Turkist-American artist and author (born 1975)

Özge Samancı (born 21 July 1975 in İzmir) is a Turkish-American media artist, and a professor at Northwestern University`s School of Communication. She creates media art installations and graphic novels. Her art installations merge computer code and bio-sensors with comics, animation, interactive narrations, performance, and projection art. Her installations use media arts to break down people's mental and emotional barriers and hear about environmental issues. Her graphic novels combine drawings with three-dimensional objects.

She is the author of an autobiographical graphic novel Dare to Disappoint (Farrar Straux Giroux, 2015).

She won a 2017 Berlin Prize with her graphic novel project Not Here but Everywhere. Her graphic novel Dare to Disappoint received international press attention and in 2016 won both Middle East Book Award and 30th Annual New York Book Show Award. She was a guest at the Berlin International Literature Festival. She won the 2020 Distinguished Alumna Award from Georgia Institute of Technology.

== Life ==
Samanci was born in 1975. She grew up in the coastal city of Izmir with her teacher parents. She studied mathematics at Boğaziçi University and published cartoons in humor and film magazines. She moved to the United States to pursue a Ph.D. on digital media at the Georgia Institute of Technology. Her interest in comics expanded into visual arts and experimental media and she received an Andrew Mellon Postdoctoral Fellowship in the Art Practice Department of University of California, Berkeley.

== Graphic novels and comics ==
Dare to Disappoint is Samanci's graphic coming-of-age memoir published by Farrar Straus and Giroux. Her story takes place after the military coup leading to Turkey's rapid change to neo-capitalism from 1980 to 2000. The book was translated into six languages. After going through the struggle of obtaining a degree in mathematics to please her father and society, she becomes a cartoonist and media artist.
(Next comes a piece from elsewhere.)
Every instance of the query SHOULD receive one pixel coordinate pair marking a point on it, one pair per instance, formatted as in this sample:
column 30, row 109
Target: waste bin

Evil Eyes Sea, her second graphic novel, is inspired by semi-autobiographical details. Ece and Meltem are economically struggling engineering students. They witness a freak accident. Ece and Meltem’s investigation into the accident will lead them on a search for truth and treasure hidden under the Bosphorus. Their hopes of solving their personal financial troubles become entangled with a political corruption story. Evil Eyes Sea was in the Best Graphic Novels of 2024 list of and The Guardian. won the Cartoonist Studio Prize 2025 and 2026 Max and Moritz Prize, Best International Comic

Her drawings have appeared in The New Yorker, The Wall Street Journal, Slate Magazine, The Huffington Post, Airmail, Guernica and The Rumpus. Samanci ran Ordinary Things, an online comics journal with more than 1800 comic-collage images depicting her daily observations, from 2016 through 2020.

== Interactive art installations ==
Wastwaste is data driven and it draws parallels between space and marine pollution.

In You Are the Ocean, participants can control the installation's oceanic imagery with their minds.

Fiber Optic Ocean composes music generated by live data from sharks and humans.

Her interactive installations have been exhibited internationally, NOVA – RIO Biennial of Art and Technology at the Museu do Amanhã, Siggraph Art Gallery, FILE festival, Currents New Media, Science Gallery, The Tech Museum of Innovation, WRO Media Art Biennale, Athens International Festival of Digital Arts and New Media, Piksel Electronic Arts Festival, Ibrida Festival, Fondazione Dino Zoli Arte Contemporanea, and ISEA among others.

== Awards and recognition ==
- 2026, Max and Moritz Prize, Best International Comic
- 2025, The Cartoonist Studio Prize
- 2023, The Artist Fellowship Award, Media Arts, Illinois Arts Council Agency (IACA)
- 2022, Nomination to Wolinski Prize with Dare to Disappoint
- 2020, The Ivan Allen College of Liberal Arts Distinguished Alumni Award, Georgia Institute of Technology
- 2017, Berlin Prize, American Academy in Berlin
- 2016, Dare to Disappoint, Middle East Book Award
- 2016, Dare to Disappoint, 30th Annual New York Book Show
- 2015, Clarence Simon Award for Teaching and Mentoring
- 2015, Fall, Dare to Disappoint was awarded the designation of “A Junior Library Guild Selection”

== Bibliography ==
- 2024, Evil Eyes Sea (Graphic Novel), Uncivilized Books.
- 2015, Dare to Disappoint (Autobiographical Graphic Novel), Farrar, Straus and Giroux. Translated to Dutch, Korean, Italian, Turkish, Persian, Romanian.
- 2004, Animasyonun Onlenemez Yukselisi (The Irresistible Rise of Animation), Istanbul Bilgi University Publications.